November 12, 2025

Agentic systems are just query engines for unstructured data

A systems engineer’s view of the new AI stack

by Jay Chia

“Imperative” and “declarative” are paradigms we use to describe programming languages. An imperative language requires you to lay out the steps; a declarative language doesn’t.

A declarative language allows developers to declare the intended results – the “what” – while allowing the underlying engine to determine the actual steps to execute – the “how”.

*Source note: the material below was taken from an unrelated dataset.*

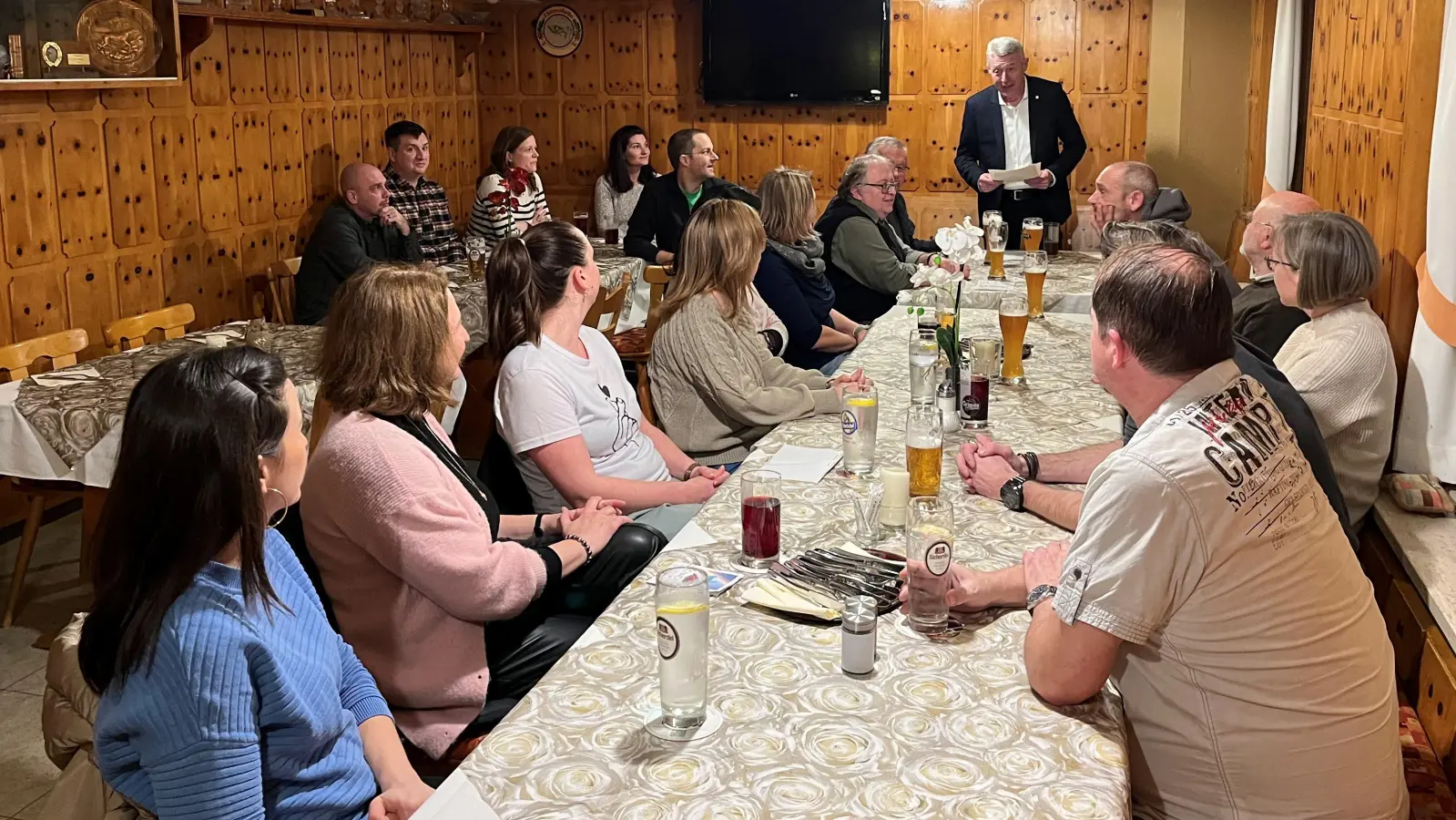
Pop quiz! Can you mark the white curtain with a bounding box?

I am struck by how familiar this pattern feels for working with AI systems today. In modern LLMs and agentic systems, the user declares the intended output by supplying context and a prompt. Perhaps LLM prompts, like SQL, are an equivalent shift towards the declarative model for operating over unstructured and multimodal data.

SQL for unstructured data

The textbook example of a declarative language is SQL, a language that declares the transformations that a programmer wants to perform on tabular data, such as JOIN, SUM, and SELECT. That shift from imperative to declarative paradigms mirrors what’s happening with modern LLMs today.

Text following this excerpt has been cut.